Today Nutanix announced the first part of a multi-month announcement for NOS 4.1. This release is mostly focused on enhancements for the areas of resiliency, security, disaster recovery, analytics, supportability and management. However, even being a ‘dot’ release, NOS 4.1 delivers very important features, and in my option this version has enough meat to actually even be considered a major release.
It’s been only 5 months since NOS 4.0 was announced with the introductions of Hybrid On-Disk De-Duplication, Failure Domain Awareness, Disaster Recovery for Hyper-V, Snapshot Scheduling, One-Click NOS Upgrade and others. If you missed the NOS 4.0 release announcement read about it at Nutanix 4.0 Features Overview (Beyond Marketing).
This is the power of software-defined architectures, running on standard x86 hardware, with no special purpose machine doing one and one thing only. The software approach allows for faster release cycles and whenever there are hardware performance improvements you get to enjoy the benefits and performance improvements right away.
Please refer to the product Release Notes for official information from Nutanix.
Let’s start with the New Features…
- Cloud Connect
Nutanix allows administrators to implement and manage VM centric Disaster Recovery policies across multiple sites and datacenters using a multi-topology architecture.
Whilst the Nutanix built-in DR capabilities allow administrators to specify snapshot retention policies, this approach can be expensive even when data de-duplication and compression are already enabled across cluster. There must be enough storage capacity available to retain the data and be able to handle multiple backups and snapshots over a long period of time.
Nutanix has now officially announced the ability to leverage the global, distributed and highly available infrastructure of Amazon Web Services for data backup and restore. That means that an on-premise Nutanix cluster is now able to back up and restore virtual machines to AWS, while having organizations getting billed directly for AWS for EC2 and S3 costs.
With Cloud Connect organizations are able to schedule, manage and use local and remote snapshots and replication for backup and disaster recovery from within Nutanix PRISM user interface.
- Local snapshots with Time Stream
- Backup to Amazon S3
- Integration with VSS and SRM
- Quick restore and state recovery
- WAN-optimized replication for DR
- Works with ESXi and Hyper-V
- 15 minute Cloud RPO
Administrators also have the ability to control and fine tune the back-up schedule and retention policies to meet the needs of the workload. The back-up schedule can be as low as 15 minutes or as high as a day enabling you to choose the frequency that best meets the infrastructure capacity and SLAs.

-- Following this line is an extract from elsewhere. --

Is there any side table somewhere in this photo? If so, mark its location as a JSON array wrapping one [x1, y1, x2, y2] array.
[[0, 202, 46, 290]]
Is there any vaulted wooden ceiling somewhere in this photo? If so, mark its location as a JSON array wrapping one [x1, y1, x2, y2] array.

A Nutanix NOS instance (software-only) runs on AWS and each AWS NOS instance is managed as a remote site in Nutanix – it’s all integrated and managed via a single pane of glass. In AWS the remote site will require a M1.xlarge instance and the AWS NOS instance may be created in an availability zone of choice, increasing reliability and resiliency as needed by your organizations. You can have as many AWS NOS instances as needed.

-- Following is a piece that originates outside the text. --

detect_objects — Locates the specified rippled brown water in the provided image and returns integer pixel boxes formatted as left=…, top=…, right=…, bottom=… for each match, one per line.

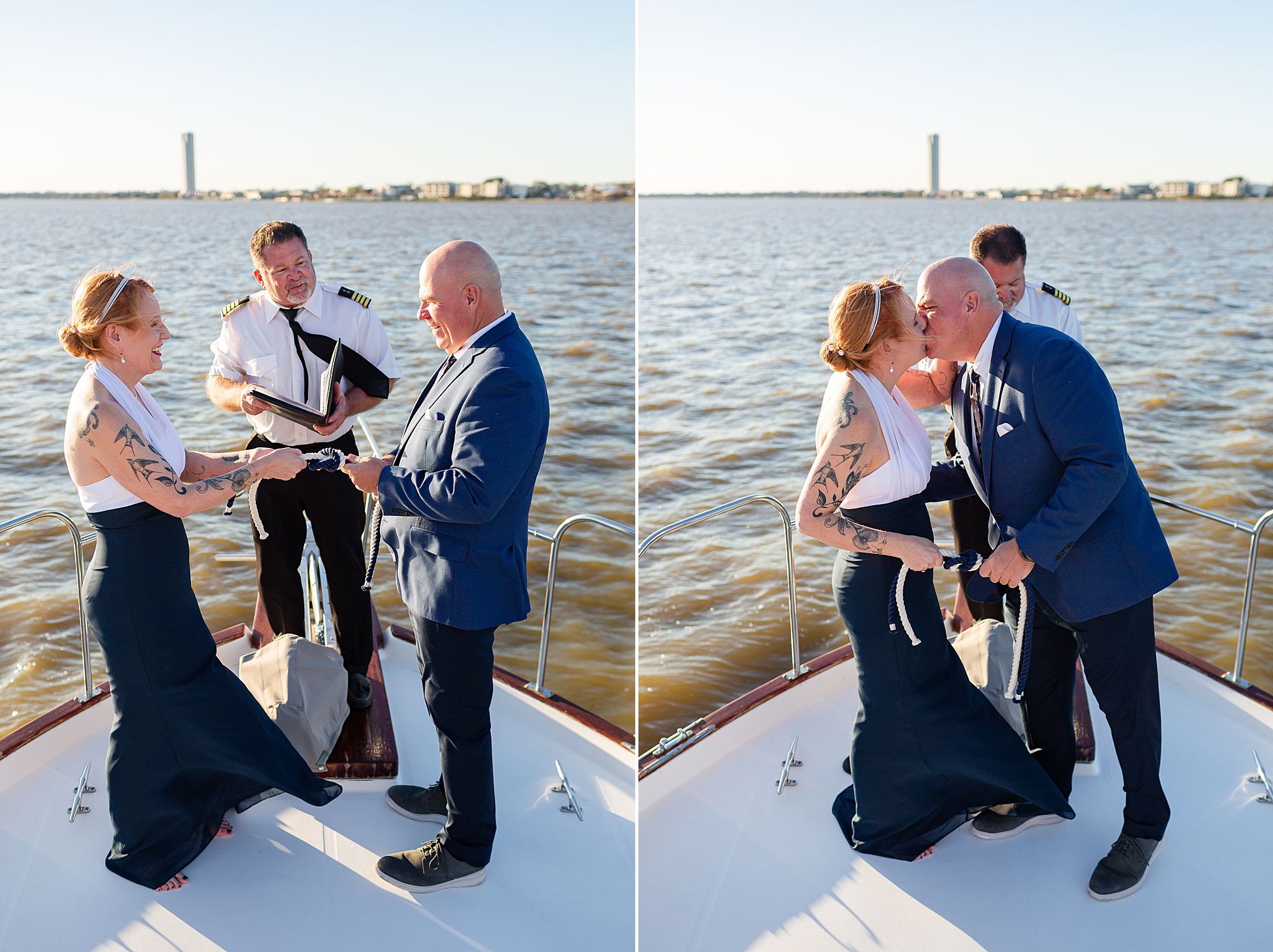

The NOS cluster services run on this AWS virtual instance and uses Amazon EBC for metadata and S3 to storage the backup data. All the communication is done via VPC or SSH tunnels with optimized data transfer de-duplication for both backup and restore operations. Data is de-duplicated and compressed before it is backed-up in the public cloud with net result savings of 75% in both network bandwidth usage and storage footprint. It is also possible to throttle the network bandwidth consumption of backup to ensure that applications performance is not affected in any way. In addition to that, data transfer throughput with SSH falls by approximately by 25% compared to VPC and is the recommended method.

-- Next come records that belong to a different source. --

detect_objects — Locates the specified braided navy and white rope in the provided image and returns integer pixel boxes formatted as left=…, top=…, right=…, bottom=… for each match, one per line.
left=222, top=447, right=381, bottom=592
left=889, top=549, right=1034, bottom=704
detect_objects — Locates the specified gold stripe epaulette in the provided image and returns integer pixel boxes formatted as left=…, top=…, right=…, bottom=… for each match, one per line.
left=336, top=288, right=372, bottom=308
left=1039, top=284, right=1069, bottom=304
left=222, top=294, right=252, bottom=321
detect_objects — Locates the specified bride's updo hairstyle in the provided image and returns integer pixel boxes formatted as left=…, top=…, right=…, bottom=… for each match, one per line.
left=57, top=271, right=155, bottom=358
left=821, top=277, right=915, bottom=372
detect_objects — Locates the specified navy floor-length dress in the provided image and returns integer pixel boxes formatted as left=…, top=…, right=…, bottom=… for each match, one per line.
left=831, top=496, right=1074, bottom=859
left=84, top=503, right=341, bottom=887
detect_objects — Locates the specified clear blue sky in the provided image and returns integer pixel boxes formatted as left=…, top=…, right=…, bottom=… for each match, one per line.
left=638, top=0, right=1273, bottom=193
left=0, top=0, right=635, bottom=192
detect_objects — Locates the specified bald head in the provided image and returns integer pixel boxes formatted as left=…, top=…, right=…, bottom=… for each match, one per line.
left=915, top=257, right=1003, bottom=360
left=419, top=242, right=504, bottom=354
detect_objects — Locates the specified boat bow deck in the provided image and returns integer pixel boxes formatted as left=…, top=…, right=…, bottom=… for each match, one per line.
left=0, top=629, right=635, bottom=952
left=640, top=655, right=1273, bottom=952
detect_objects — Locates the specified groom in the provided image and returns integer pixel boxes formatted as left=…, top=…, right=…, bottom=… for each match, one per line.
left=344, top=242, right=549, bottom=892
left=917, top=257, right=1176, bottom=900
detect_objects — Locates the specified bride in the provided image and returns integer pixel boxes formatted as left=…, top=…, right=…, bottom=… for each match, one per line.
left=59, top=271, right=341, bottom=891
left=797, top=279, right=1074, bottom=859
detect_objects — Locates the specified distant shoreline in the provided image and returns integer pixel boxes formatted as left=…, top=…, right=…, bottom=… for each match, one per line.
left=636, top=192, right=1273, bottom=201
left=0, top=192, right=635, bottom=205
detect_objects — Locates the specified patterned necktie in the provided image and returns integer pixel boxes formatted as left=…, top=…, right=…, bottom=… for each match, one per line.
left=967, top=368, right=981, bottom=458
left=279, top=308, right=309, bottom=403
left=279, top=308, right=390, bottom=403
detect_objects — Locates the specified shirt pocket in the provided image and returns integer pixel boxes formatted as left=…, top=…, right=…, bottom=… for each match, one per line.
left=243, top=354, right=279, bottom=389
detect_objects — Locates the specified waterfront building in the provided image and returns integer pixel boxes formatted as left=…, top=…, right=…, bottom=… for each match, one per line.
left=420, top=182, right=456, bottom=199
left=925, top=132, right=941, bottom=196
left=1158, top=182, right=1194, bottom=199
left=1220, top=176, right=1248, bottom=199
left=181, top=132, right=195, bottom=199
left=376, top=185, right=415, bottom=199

Just like any other cloud service AWS is subject to failures and outages. For this reason the AWS NOS instance takes automatic periodic snapshots of EBS volumes stores in S3. A AWS failure or unavailability will automatically raise an alert on the on-premise NOS cluster, maintaining that single pane of glass for managing all your Nutanix clusters and instances.
I will soon be working on a video demo to publish here, but in the meantime you can watch this video with Disaster Recovery – Failover and Failback with Nutanix.
Nutanix scale-out solution already handles the large majority of workloads using existing NX models, but certain workloads with very large active datasets or write IO intensive can benefit from additional performance. The NX-8150 is the new platform for those Tier 1 business critical workloads and it can be mixed with existing Nutanix clusters.
The NX-8150 is the first platform to fully leverage the Nutanix scalable write buffer, which improves performance and drives down latencies for the most demanding applications. In addition, the larger SSD tier for active data satisfies the latency and IOPS requirements for database workloads, without the excessive cost of an all-flash appliance.
The ability to mix different nodes types into a single cluster makes it practical and easier to eliminate infrastructure silos in datacenters.
The NX-8150 is targeted at Microsoft Exchange, SharePoint, SAP, High performance databases such as MS SQL Server and Oracle RAC; and it comes with 4 times the number of flash devices compared to previous Nutanix platforms to accommodates a much larger active data set. The NX-8150 is also the first Nutanix platform that offer flexible configuration of storage and server (compute) resources from factory, and that include multiple CPU options, 3 different SSD configurations, a variety of memory profiles, and multiple options for connectivity including ability to expand to 4x 10GbE ports.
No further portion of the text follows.